Im Zentrum der vom Philosophen Wolfgang Scheppe kuratierten Ausstellung steht ein legendäres Objekt: Ein in Originalgröße gefertigtes, silbern glänzendes Modell des Rennwagens der Auto Union vom Typ B. Es handelt sich um den ‚Lucca-Wagen‘, der 1935 auf der Autostrada Firenze – Mare einen Geschwindigkeitsweltrekord von 327 km/h für Verkehrsstraßen aufstellte. Verantwortlich dafür war neben dem Motor von Porsche und der am Steuer sitzenden Motorsportlegende Hans Stuck eben auch die aerodynamische Karosserie. Die war nach Prinzipien Jarays entwickelt. Bereits 1921 hatte er die Stromlinienform als Patent für Karosserien angemeldet.
Die energetisch günstigste Hülle
Über Dokumente in zahlreichen Vitrinen und das äußerst lesenswerte Begleitheft leitet der für seine „Theorie-Installationen“ bekannte Philosoph Scheppe her, wie Jaray von physikalischen Prinzipien her zur Tropfenform – vorne rund, hinten spitz auslaufend zur Ableitung der Winde – als der energetisch günstigsten Hülle für durch die Luft bewegte Objekte gelangte. Jaray entwickelte die Form für die großen deutschen Automobilfirmen jener Zeit. Am deutlichsten setzte sich das Design in der Massenproduktion sicherlich beim VW-Käfer, dem damals so genannten „Kraft durch Freude“-Wagen der NS-Propaganda, durch.
Konkurrierende Autobauer, so mutmaßt Scheppe, wollten vor allem aus Marketing-Gründen ihre klassischen Formen nicht aufgeben. Und so blieb Jaray eben nur der Rennsport, und außerdem noch der Flugzeug- und Luftschiffbau. Jarays Arbeiten dort werden mit Konstruktionszeichnungen und Fotos von seinen Arbeitsplätzen in der Luftfahrtbranche nachgewiesen.

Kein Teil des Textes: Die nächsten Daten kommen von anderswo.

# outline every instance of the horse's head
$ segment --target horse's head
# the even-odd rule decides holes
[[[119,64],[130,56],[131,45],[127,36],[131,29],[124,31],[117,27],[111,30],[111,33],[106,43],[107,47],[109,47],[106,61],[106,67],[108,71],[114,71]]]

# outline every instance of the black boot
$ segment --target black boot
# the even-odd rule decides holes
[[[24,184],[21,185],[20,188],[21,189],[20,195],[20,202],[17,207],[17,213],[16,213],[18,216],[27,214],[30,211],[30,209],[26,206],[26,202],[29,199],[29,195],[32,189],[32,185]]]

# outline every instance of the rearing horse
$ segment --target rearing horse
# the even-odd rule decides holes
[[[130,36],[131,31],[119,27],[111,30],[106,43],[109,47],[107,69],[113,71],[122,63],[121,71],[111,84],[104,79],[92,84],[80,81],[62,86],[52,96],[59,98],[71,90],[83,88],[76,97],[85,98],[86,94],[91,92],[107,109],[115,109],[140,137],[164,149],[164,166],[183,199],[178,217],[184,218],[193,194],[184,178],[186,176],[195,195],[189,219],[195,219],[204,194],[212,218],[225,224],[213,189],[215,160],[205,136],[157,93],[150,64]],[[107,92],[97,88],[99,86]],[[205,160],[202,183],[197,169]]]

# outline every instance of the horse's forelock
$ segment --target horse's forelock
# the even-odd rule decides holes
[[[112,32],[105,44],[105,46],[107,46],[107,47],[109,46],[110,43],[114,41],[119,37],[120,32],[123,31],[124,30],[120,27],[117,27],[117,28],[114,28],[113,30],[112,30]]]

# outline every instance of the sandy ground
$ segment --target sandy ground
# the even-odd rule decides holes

Jarays Entwürfe zeichnen sich zudem durch eine spektakuläre Ästhetik aus. Er selbst stammte aus künstlerisch geprägtem Umfeld. Seine Mutter war eine Verwandte des Komponisten Arnold Schönberg. Sein älterer Bruder Paul, ein Architekt, versammelte als Mäzen und Verleger die damalige Wiener Künstler- und Intellektuellenszene um Alban Berg, Ludwig Wittgenstein und Alfred Loos um sich.
Entwicklung eines Rauchkanals
Von Jarays aerodynamischen Objekten fühlten sich wiederum Künstler und Künstlerinnen von Futurismus, Dada und Konstruktivismus angezogen. Bezüge dahin stellt Kurator Scheppe über einen reichen Fundus an Publikationen, Manifesten und auch Zeichnungen sowie einigen Skulpturen, unter anderem von Hans Arp, her.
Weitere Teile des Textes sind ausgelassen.